Repeated overreaching eventually leads to overtraining syndrome. The simple explanation for overtraining syndrome is that the combination of training load and other life stressors is greater than the body’s ability to recover and adapt positively for a prolonged period of time. The combination of contributing factors and threshold for overtraining syndrome varies greatly among athletes.
The body’s response to overtraining may be regulated by the hypothalamus. Located at the base of the brain, the hypothalamus controls body temperature, sugar and fat metabolism, and the release of a variety of hormones; it’s essentially your master control center for dealing with stress. When your hypothalamus can’t handle the combination of training and other stressors in your life, typical symptoms include fatigue, reduced immune system function, disturbed sleep, decreased motivation, irritability, and poor athletic performance. Chronic inflammatory responses from repeated muscle damage without sufficient recovery have also been hypothesized to contribute to overtraining syndrome.
Overtraining is caused by poor planning and not heeding your body’s feedback. In 1998, exercise physiologist Carl Foster, PhD, presented an interesting concept to help avoid overtraining. The concept is based in part on evidence that horses progress after a hard/easy training program but become overtrained when the workload on the easy days is increased. (Stick with us here; this has applications for running.)

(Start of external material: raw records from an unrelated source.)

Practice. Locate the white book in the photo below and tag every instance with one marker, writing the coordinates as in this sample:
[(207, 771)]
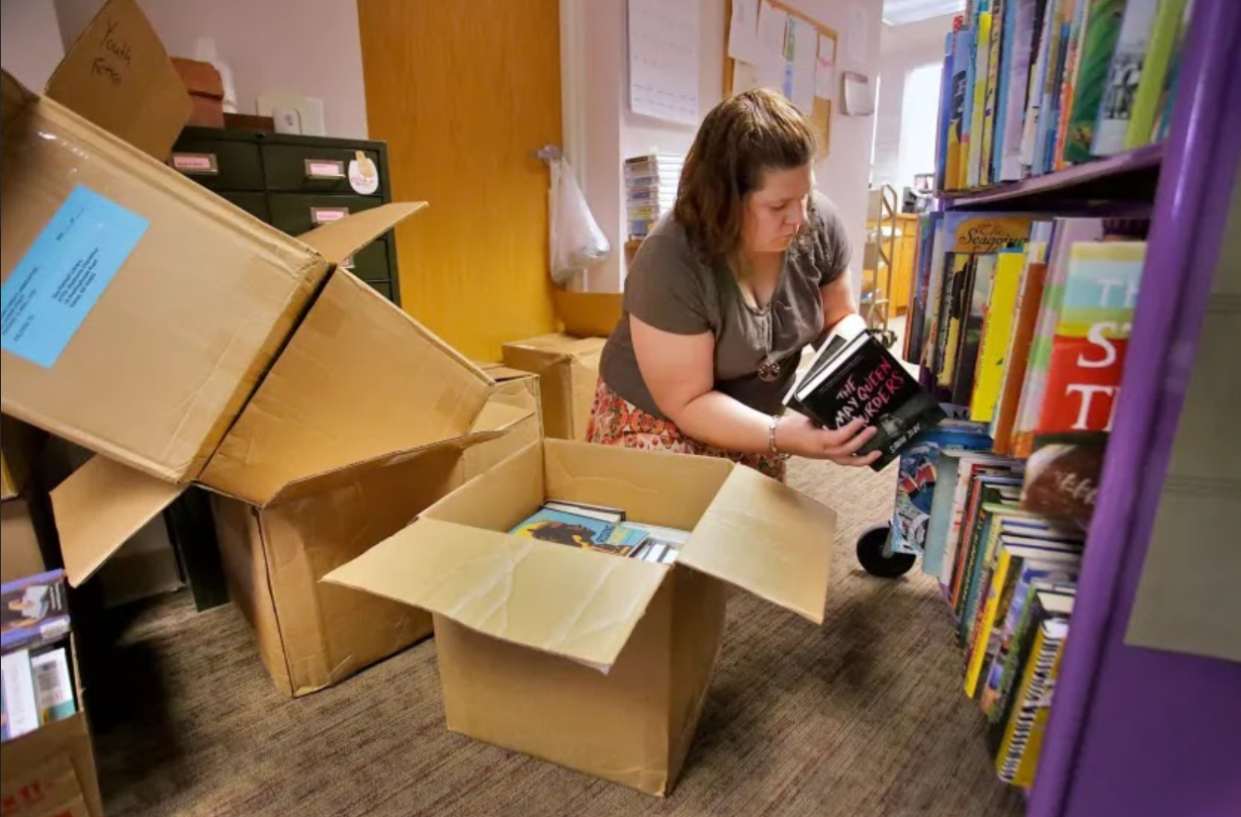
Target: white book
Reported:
[(1124, 77), (20, 703)]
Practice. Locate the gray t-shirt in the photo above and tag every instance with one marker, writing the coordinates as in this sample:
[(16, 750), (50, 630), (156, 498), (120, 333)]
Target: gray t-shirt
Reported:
[(672, 288)]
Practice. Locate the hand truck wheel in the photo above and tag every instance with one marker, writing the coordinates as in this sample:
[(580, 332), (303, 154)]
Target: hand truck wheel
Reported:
[(871, 553)]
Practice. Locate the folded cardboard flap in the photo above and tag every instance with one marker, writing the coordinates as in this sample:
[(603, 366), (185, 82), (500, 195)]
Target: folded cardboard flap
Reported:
[(119, 77), (359, 380), (562, 601), (590, 314), (99, 508), (331, 479), (768, 540), (155, 369), (41, 766), (339, 240)]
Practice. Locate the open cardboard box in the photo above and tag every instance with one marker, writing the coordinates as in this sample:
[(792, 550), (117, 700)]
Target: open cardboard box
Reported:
[(588, 661), (568, 363), (312, 636), (142, 311), (51, 772)]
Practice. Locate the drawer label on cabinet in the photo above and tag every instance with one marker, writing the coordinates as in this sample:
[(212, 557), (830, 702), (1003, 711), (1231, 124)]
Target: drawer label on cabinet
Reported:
[(364, 176), (56, 284), (328, 215), (324, 169), (195, 163)]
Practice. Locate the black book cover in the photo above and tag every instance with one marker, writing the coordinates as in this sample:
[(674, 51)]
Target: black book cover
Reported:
[(874, 385)]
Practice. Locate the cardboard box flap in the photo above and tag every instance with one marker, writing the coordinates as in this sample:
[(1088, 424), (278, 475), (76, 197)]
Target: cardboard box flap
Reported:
[(587, 314), (14, 99), (119, 77), (768, 540), (99, 508), (331, 479), (359, 380), (340, 240), (557, 600)]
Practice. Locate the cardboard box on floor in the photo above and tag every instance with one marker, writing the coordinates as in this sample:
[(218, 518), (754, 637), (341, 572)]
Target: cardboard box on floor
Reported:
[(142, 311), (313, 636), (29, 537), (568, 363), (588, 661), (17, 447)]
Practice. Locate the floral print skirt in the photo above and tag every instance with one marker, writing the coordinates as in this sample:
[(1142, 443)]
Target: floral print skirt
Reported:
[(614, 421)]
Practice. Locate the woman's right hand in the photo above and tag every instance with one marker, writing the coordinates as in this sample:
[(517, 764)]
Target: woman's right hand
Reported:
[(799, 436)]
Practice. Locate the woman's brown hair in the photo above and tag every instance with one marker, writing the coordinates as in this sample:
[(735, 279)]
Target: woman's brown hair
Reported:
[(741, 139)]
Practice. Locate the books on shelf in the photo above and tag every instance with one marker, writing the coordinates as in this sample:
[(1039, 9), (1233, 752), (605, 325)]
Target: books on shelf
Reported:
[(855, 378), (606, 530), (652, 183), (1036, 86)]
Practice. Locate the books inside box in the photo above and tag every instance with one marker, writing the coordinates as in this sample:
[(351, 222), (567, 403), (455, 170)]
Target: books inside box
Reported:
[(606, 530)]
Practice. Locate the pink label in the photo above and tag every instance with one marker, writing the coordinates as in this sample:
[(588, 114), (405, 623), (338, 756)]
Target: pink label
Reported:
[(325, 169), (194, 163), (328, 215)]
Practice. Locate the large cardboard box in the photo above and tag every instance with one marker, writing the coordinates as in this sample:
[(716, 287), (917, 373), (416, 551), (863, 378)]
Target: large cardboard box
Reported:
[(29, 538), (51, 772), (313, 636), (360, 380), (592, 662), (17, 446), (568, 363), (140, 309)]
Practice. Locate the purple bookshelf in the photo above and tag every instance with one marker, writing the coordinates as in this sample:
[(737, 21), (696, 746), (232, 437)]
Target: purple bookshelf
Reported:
[(1134, 731), (1141, 167)]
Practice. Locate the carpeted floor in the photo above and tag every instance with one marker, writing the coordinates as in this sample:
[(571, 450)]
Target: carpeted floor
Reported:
[(864, 718)]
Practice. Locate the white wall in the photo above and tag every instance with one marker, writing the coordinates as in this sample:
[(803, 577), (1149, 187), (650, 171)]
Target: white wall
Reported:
[(308, 47), (30, 41), (904, 50), (597, 80)]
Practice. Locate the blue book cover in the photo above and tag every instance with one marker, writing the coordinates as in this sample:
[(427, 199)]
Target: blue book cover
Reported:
[(918, 477), (576, 530), (34, 610)]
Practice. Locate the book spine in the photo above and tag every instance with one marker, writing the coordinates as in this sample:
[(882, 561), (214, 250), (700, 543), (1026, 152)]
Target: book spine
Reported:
[(1038, 85), (1154, 72), (1034, 688), (1124, 77), (978, 112), (1019, 355), (1069, 90), (20, 702), (1091, 338), (984, 632), (993, 92)]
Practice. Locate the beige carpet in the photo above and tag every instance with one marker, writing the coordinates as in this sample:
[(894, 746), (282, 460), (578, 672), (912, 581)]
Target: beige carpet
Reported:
[(863, 718)]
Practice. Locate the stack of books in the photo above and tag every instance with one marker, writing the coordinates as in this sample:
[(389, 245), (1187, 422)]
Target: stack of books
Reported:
[(1035, 86), (35, 656), (1020, 323), (606, 530), (650, 190)]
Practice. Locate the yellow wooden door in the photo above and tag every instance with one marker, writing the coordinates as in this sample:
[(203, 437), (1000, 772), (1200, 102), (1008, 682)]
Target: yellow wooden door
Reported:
[(464, 93)]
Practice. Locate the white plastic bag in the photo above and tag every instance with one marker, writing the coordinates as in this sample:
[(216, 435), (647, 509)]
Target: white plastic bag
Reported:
[(577, 243)]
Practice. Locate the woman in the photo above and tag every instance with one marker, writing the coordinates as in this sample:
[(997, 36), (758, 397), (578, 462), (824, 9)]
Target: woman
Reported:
[(725, 296)]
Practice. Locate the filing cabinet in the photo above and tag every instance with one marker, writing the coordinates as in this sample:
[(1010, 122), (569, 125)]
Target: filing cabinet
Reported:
[(295, 184)]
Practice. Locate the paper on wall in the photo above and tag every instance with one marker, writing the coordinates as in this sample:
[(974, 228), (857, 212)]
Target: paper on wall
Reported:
[(859, 35), (806, 45), (825, 68), (743, 31), (772, 34), (802, 91)]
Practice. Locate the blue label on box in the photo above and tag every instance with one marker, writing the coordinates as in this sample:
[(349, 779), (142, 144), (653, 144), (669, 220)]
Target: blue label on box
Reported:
[(56, 286)]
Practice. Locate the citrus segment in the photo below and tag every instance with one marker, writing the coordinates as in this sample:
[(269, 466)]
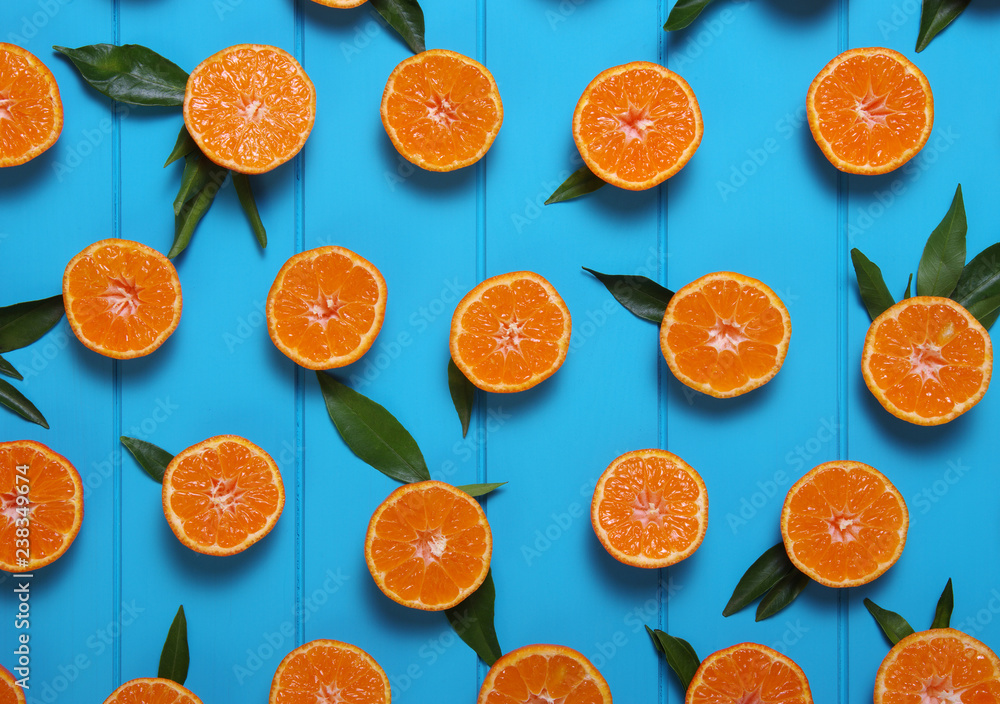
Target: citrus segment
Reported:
[(510, 332), (428, 546), (725, 334), (222, 495), (750, 674), (329, 671), (122, 298), (927, 360), (441, 110), (250, 107), (650, 509), (940, 665), (152, 690), (544, 673), (844, 524), (41, 486), (637, 125), (31, 113), (870, 110), (326, 307)]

The hypothesis is that overtraining is related to both the difficulty of training (the training load) and the “monotony” of training. Monotony of training is a lack of variation in the difficulty of training from day to day. Monotonous training typically consists of 1 moderately hard day after another, whereas varied training consists of a mix of hard days, easy days, and the occasional rest day.
The concept is that training strain is the combined effect of the training load and the training monotony. Foster found that training strain can predict overtraining-related illness and injury, with both load and monotony as contributing factors. This is further evidence that mixing recovery days into your training program is necessary for optimal improvement without breaking down. Again, a good training log can help you here. If you can gain an awareness of the combination of training load and monotony that puts you over the edge, then you can try to adjust these elements for optimal training and optimal marathon performance.